Federer, 41, has not played since last year’s Wimbledon due to operations on his right knee, but said shortly before his 42nd birthday that he would try to play next year’s Wimbledon. And Nadal, 36, known for his intense devotion to fitness, has won two Grand Slam titles this year to take his men’s record to 22. No one would be surprised if he wins another major. In contrast, Jimmy Connors’ famous 1991 semis of the US Open at the age of 39 is considered an event in the history books.

Of course, fitness is only one building block to greatness – in any sport. Denver Broncos safety Justin Simmons, a 28-year-old who likes Pegula, says that while Williams is inspired to gain an athletic advantage in part through preparation, “not everyone is Serena and Venus Williams. Maybe there’s some genetics, a blessing that not everyone has, but it’s still nice to know, hey, even though she’s genetically gifted, some of the things she’s done have helped her extend her career tremendously.”

Dr. Michael J. Joyner, who studies human performance at the Mayo Clinic, says Williams shares many traits with other superstar athletes (from baseball’s Ted Williams to golfer Gary Player and star quarterback Tom Brady, 45 and famously retired). Long careers.

“What you see with all these people is that they’re motivated, they’ve avoided a catastrophic injury … or they’ve been able to come back because they’ve recovered,” he said. More importantly: they live in the “modern age of sports medicine.”

He asked if Williams could perform at the same level every day to win the entire tournament. He hopes.

Williams fan Jamie Martin, who has worked in physical therapy since 1985 and owns a chain of clinics in New Jersey and Pennsylvania, said she sees more women in middle age and beyond playing vigorous, competitive sports. Some return to their sport or take up a new one after a few years of focusing on work or family.

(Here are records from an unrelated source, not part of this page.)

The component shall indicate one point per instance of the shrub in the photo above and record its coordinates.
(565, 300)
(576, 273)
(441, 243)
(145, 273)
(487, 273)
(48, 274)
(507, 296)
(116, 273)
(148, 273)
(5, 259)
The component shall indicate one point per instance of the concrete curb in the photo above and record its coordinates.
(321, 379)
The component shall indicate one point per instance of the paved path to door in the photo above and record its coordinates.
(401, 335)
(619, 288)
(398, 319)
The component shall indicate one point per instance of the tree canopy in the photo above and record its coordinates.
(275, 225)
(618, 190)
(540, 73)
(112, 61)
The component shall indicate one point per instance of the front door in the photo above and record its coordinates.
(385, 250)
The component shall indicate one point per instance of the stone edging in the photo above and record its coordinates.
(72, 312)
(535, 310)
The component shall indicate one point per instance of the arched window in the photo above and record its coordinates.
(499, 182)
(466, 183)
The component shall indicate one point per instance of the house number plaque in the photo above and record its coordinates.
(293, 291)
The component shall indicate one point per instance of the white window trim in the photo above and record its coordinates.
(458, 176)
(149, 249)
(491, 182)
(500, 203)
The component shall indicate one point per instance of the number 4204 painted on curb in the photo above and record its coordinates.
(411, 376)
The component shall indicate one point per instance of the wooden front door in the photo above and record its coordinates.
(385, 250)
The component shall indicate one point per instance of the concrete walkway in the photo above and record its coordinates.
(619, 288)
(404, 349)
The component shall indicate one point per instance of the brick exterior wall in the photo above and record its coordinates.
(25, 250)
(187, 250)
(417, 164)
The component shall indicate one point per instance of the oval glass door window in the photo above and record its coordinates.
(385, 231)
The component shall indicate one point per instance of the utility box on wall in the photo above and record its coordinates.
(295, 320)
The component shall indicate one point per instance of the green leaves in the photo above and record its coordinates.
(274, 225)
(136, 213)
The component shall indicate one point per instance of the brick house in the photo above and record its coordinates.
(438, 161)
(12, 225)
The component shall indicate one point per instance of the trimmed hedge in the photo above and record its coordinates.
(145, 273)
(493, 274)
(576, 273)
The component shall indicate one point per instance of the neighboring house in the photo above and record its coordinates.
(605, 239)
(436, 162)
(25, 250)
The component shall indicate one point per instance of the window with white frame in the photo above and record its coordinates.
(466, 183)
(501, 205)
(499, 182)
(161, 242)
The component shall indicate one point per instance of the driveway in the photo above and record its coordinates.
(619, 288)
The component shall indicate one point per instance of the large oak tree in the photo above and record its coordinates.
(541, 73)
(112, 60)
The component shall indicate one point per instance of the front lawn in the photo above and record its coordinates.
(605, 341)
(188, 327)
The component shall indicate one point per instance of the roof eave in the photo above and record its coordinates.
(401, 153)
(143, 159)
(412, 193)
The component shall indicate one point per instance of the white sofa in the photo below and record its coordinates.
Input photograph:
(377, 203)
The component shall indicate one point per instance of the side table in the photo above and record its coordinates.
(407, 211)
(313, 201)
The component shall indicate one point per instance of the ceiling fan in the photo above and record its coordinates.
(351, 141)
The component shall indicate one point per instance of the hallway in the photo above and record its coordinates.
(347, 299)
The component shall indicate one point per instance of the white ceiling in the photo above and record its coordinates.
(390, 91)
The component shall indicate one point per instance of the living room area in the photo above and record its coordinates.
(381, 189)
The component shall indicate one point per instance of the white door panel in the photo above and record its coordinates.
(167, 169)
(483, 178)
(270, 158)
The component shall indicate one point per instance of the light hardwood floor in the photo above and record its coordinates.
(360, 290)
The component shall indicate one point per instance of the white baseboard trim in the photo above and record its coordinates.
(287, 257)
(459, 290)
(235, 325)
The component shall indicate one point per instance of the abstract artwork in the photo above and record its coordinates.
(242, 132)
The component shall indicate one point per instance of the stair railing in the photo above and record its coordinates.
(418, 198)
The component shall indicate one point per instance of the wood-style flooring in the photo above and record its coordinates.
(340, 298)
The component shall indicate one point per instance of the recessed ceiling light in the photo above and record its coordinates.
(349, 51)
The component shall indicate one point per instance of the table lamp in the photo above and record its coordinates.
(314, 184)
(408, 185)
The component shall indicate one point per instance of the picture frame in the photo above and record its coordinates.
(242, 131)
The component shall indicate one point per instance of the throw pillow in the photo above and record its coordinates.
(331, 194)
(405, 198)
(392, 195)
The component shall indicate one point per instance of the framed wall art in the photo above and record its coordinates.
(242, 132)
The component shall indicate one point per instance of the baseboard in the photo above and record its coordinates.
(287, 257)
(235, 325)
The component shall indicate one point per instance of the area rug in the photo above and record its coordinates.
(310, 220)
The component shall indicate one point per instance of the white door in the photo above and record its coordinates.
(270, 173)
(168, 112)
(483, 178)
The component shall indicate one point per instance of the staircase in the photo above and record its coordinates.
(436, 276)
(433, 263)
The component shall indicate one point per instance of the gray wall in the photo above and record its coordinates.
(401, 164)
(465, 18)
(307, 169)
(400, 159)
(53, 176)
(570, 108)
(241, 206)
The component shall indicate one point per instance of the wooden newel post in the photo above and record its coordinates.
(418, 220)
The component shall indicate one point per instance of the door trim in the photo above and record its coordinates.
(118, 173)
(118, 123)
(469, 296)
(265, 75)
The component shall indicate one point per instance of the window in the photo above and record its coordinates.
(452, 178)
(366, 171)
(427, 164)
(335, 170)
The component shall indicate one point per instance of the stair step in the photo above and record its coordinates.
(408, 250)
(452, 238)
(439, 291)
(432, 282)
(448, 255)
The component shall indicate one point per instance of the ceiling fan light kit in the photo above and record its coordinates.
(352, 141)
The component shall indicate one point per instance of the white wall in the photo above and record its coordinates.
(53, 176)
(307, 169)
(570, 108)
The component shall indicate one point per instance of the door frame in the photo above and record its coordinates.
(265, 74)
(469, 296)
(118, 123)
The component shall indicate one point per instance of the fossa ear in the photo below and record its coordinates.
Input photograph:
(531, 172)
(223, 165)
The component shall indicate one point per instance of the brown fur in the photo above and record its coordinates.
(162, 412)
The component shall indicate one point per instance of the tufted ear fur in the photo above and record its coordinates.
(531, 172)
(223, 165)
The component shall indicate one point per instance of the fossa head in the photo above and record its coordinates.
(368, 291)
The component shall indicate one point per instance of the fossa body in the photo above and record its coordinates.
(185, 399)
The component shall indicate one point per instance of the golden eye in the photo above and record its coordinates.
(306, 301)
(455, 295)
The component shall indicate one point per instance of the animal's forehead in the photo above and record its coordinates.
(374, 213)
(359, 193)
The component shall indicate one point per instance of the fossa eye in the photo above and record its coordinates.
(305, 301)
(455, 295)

Williams’ pursuit of another US Open title at age 40 is a reminder that women can now compete for the joy of it, not just for longer, she said.

“She really enjoys playing,” said Martin, 59. “Now that’s fun to watch.”

Brooklyn teacher Mwezi Pugh says both Williams sisters are great examples of living life on their own terms — including deciding how long they want to play.

“They’re still following their own playbook,” Pugh, 51, said. “‘Are you ready to retire yet, Serena?’ ‘I don’t like that word. I want to say evolution.’ ‘Are you ready to retire Venus?’ ‘Not today.'”

“The older you get, the more you can set up your life the way you like and what works best for you,” Pugh says. “That’s what the sisters are doing, and they’re teaching us all a lesson.”